Thank you for contacting JustAnswer.
I am sorry to hear about the problems you are experiencing with your wife. While I cannot diagnose her, it sounds as if her symptoms are suggestive of depression as well as possibly hoarding. Hoarding can be a difficult issue since many hoarders may not see a problem with their behavior, thus making them unwilling to consider treatment for it. Hoarding is sometimes associated with Obsessive Compulsive Disorder. It is a collection of irrational behaviors that defy reason and can be particularly frustrating to those who live with the hoarder since they do not respond to logic about this behavior. Intensive therapy can be quite helpful for those who suffer from this condition, but the individual does have to agree to treatment for it to be effective.
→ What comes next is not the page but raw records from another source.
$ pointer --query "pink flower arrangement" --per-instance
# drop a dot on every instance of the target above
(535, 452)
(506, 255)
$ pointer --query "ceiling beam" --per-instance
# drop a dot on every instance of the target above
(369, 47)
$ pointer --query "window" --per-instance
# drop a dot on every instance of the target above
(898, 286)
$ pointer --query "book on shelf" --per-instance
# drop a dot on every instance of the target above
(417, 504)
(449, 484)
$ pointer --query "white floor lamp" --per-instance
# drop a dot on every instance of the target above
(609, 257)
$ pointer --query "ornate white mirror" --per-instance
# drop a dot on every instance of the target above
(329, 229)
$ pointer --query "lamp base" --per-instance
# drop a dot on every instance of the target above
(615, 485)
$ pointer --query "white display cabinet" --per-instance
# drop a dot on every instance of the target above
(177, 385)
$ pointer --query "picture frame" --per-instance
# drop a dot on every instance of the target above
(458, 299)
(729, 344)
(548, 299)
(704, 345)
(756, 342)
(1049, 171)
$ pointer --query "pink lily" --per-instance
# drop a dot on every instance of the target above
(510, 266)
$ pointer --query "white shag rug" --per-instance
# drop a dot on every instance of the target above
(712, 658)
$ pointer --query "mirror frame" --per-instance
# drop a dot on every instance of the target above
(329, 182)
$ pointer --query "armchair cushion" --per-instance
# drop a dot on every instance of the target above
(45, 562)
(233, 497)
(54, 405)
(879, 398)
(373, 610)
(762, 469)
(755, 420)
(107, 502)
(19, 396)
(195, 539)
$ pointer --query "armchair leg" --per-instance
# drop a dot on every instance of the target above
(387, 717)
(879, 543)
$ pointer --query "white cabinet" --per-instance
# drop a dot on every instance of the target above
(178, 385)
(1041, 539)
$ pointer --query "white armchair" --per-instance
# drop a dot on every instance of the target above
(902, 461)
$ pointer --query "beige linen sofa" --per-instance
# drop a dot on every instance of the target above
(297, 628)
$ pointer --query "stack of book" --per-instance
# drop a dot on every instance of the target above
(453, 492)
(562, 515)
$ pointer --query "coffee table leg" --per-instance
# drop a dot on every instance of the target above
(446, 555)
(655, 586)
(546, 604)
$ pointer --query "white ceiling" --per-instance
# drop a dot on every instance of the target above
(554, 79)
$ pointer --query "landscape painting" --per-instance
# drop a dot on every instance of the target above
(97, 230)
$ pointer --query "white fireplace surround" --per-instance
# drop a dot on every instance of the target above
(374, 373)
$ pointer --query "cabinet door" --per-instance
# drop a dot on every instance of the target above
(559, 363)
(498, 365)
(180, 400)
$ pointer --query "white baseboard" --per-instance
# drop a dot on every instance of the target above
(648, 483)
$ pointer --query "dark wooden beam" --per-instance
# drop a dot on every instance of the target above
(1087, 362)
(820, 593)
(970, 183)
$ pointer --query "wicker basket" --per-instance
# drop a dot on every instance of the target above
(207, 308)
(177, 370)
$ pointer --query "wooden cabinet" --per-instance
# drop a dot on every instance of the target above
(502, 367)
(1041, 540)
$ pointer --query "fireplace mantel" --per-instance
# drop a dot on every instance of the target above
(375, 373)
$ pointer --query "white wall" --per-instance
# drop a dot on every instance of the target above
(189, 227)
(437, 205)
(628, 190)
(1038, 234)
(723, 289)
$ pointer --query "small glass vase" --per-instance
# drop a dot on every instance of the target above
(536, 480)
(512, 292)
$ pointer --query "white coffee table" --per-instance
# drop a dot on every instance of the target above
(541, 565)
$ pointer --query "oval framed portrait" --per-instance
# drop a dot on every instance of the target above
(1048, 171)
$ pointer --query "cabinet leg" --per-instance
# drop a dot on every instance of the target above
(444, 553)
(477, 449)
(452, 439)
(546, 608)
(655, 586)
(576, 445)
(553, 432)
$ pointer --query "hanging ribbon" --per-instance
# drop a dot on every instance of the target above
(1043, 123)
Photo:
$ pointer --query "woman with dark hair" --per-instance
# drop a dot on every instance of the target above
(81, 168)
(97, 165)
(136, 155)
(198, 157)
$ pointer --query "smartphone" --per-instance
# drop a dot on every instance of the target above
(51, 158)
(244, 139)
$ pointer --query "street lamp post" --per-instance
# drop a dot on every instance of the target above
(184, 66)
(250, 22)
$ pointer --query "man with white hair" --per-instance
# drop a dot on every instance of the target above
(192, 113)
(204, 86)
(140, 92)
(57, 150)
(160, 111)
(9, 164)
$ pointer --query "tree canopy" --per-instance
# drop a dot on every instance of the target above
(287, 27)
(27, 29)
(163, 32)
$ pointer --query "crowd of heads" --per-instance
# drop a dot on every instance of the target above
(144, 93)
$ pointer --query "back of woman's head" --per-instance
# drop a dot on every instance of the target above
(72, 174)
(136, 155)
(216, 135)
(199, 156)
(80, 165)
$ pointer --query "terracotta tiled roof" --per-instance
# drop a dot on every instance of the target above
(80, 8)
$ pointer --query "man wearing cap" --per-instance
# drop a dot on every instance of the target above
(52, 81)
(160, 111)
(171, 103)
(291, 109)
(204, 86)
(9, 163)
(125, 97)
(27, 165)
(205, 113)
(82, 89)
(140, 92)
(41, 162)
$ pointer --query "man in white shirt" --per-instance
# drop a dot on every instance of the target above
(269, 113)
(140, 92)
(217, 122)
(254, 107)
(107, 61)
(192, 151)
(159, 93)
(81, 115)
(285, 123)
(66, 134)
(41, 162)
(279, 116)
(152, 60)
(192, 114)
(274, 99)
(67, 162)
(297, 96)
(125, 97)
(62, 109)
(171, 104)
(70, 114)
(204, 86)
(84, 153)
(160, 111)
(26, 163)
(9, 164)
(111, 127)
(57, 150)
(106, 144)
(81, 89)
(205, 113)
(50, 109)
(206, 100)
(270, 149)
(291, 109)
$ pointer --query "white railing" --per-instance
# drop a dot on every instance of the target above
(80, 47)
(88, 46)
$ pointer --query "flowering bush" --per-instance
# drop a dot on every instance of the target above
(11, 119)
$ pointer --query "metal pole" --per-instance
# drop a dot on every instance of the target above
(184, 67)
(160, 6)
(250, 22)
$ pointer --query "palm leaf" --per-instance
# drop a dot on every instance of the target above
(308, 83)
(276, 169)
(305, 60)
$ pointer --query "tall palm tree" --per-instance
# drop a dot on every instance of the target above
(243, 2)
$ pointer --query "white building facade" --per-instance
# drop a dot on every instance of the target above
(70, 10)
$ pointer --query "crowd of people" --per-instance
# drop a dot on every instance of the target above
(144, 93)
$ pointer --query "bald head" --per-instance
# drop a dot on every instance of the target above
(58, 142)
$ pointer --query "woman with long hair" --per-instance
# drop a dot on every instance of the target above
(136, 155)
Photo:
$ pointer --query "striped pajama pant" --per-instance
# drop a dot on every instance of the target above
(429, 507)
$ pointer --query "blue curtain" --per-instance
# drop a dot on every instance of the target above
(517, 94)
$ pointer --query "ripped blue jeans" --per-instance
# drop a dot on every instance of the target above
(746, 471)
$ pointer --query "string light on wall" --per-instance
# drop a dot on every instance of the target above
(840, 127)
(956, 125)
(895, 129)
You may find the following website to be helpful in giving more information about the condition of hoarding and help for families of those who hoard: http://www.ocfoundation.org/hoarding/family.aspx
You may need to set limits on the credit cards, as well as limiting her access to money, until she is willing to get this problem under control. This is a serious problem, and letting her know how concerned you are, as well as setting limits that you are able to set is one step, however, ultimately she will need to be willing to face her problem, with the help of a professional, in order to bring it under control. Symptoms such as these often develop when someone is uncomfortable in feeling their feelings in a safe way. Your wife needs your support, and your encouragement to help her to be willing to seek treatment. Perhaps writing her a letter, or having friends and family express their encouragement of her meeting with a psychologist could be enough to convince her. Be clear, but kind, about how much this is upsetting you and how important you believe it is to get treatment to help with this problem.
I hope this is helpful. Please let me know if I can help further.